Il s'est demandé si la création d'une quatrième agence ne serait pas perçue avec méfiance par l'opinion qui aurait l'impression d'une volonté des pouvoirs publics de réserver un traitement spécifique à l'évaluation du risque dans le domaine nucléaire.

Il a rappelé que l'AFSSE devait fournir un appui scientifique et technique au Gouvernement pour l'élaboration et la mise en oeuvre des règles communautaires et des accords internationaux.

Il a indiqué que le transfert de l'OPRI permettait d'ouvrir le débat sur l'intégration dans l'agence d'autres organismes compétents en matière nucléaire.

Puis la commission a procédé à l'examen des amendements proposés par le rapporteur.

Après un débat au cours duquel sont intervenus MM. Charles Descours, François Autain, Jean Delaneau, président, et Claude Huriet, rapporteur, la commission a adopté, sur proposition du rapporteur, 17 amendements à la proposition de loi.

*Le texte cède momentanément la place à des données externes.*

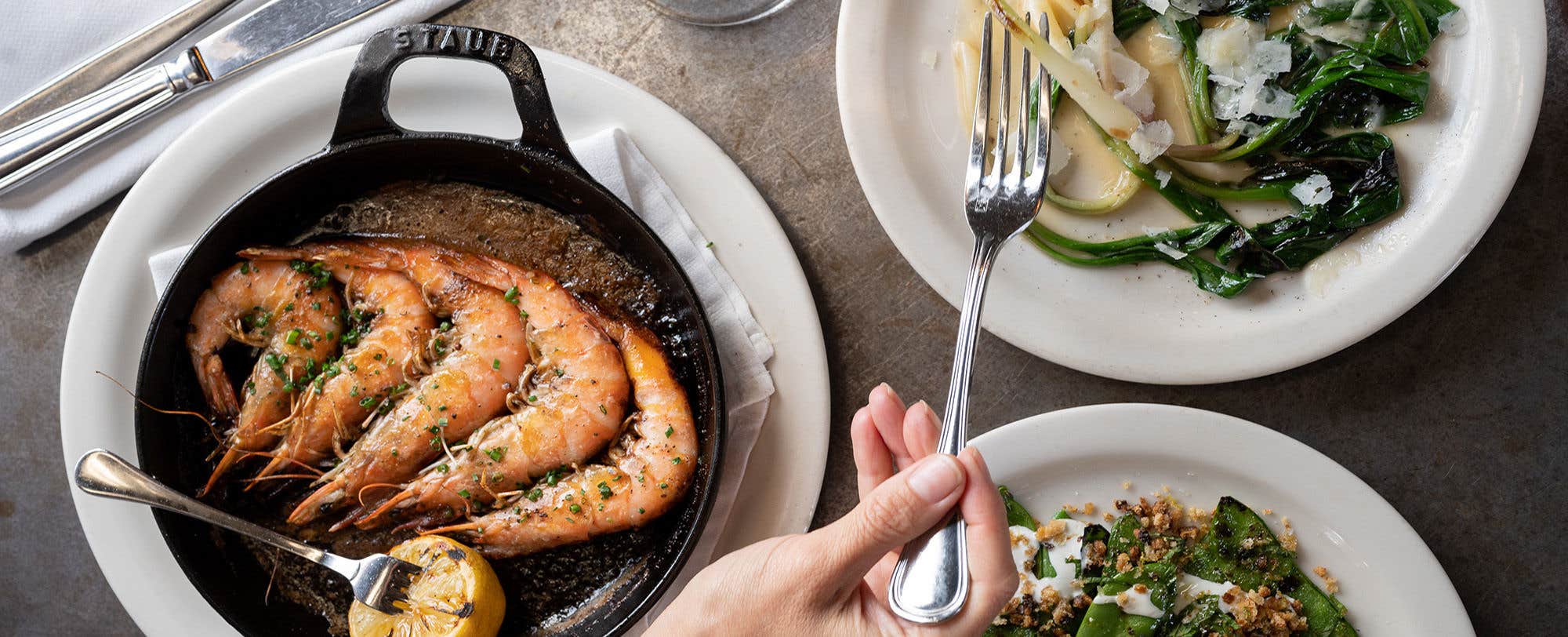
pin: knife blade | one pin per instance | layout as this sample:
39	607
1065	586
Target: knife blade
269	31
114	62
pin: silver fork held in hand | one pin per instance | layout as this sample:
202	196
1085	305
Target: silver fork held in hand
931	583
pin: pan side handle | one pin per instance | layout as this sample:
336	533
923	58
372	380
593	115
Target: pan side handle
365	109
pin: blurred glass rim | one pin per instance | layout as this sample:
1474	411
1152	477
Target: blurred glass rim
719	13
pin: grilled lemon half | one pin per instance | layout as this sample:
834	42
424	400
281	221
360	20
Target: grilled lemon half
456	597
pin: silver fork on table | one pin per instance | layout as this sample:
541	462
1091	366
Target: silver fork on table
380	581
931	583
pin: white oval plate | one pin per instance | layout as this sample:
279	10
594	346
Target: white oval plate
289	118
1149	322
1388	578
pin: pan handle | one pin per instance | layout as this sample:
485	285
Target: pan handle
365	109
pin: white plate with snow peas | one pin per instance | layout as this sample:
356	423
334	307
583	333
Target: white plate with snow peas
1390	581
1149	322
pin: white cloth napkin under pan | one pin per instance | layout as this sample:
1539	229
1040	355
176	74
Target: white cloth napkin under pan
43	38
744	349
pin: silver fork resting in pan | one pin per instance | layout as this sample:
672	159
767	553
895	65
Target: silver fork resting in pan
932	580
380	581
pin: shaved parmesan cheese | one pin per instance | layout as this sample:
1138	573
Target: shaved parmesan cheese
1164	49
1272	57
1061	155
1152	140
1454	24
1313	191
1196	7
1229	49
1351	31
1241	65
1134	81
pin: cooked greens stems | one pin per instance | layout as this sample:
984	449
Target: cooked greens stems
1337	181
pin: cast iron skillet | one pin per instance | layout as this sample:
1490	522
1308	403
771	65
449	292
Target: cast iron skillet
368	151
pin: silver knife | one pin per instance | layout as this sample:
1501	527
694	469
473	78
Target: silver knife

Avant l'article premier , elle a adopté un amendement rédactionnel modifiant l'intitulé du titre premier du texte.

A l'article premier (extension du rôle et de la composition du Comité national de sécurité sanitaire), elle a adopté un amendement de coordination visant à remplacer des références législatives suite à l'entrée en vigueur du nouveau code de la santé publique par ordonnance du 15 juin 2000.

Après l'article premier , elle a adopté un amendement rédactionnel et de coordination reprenant, en le modifiant, le contenu de l'article 4 de la proposition de loi.

A l'article 2 (création de l'Agence française de sécurité sanitaire environnementale), la commission a tout d'abord adopté quatre amendements de coordination avec le nouveau code de la santé publique.

Puis elle a adopté un amendement précisant que la mission d'évaluation de l'agence porte sur les risques de nature physique, chimique ou biologique, liés à l'environnement naturel du travail et de la vie quotidienne.

Puis elle a adopté un amendement prévoyant qu'un décret en Conseil d'Etat préciserait les modalités selon lesquelles l'OPRI et l'INERIS seraient transférés à la nouvelle agence et garantiraient le maintien des droits statutaires aux personnels des établissements concernés.

Puis la commission a adopté trois amendements de coordination des références des articles codifiés.

Elle a adopté un amendement tendant à préciser que le directeur de l'agence prenait au nom de l'Etat les décisions qui relèvent de la mission d'expertise et de coordination de l'agence.

Puis elle a adopté trois amendements de coordination des références législatives.

A l'article 4 (extension des missions de l'Institut de veille sanitaire), elle a adopté un amendement de coordination supprimant cet article.

La commission a alors approuvé la proposition de loi ainsi modifiée.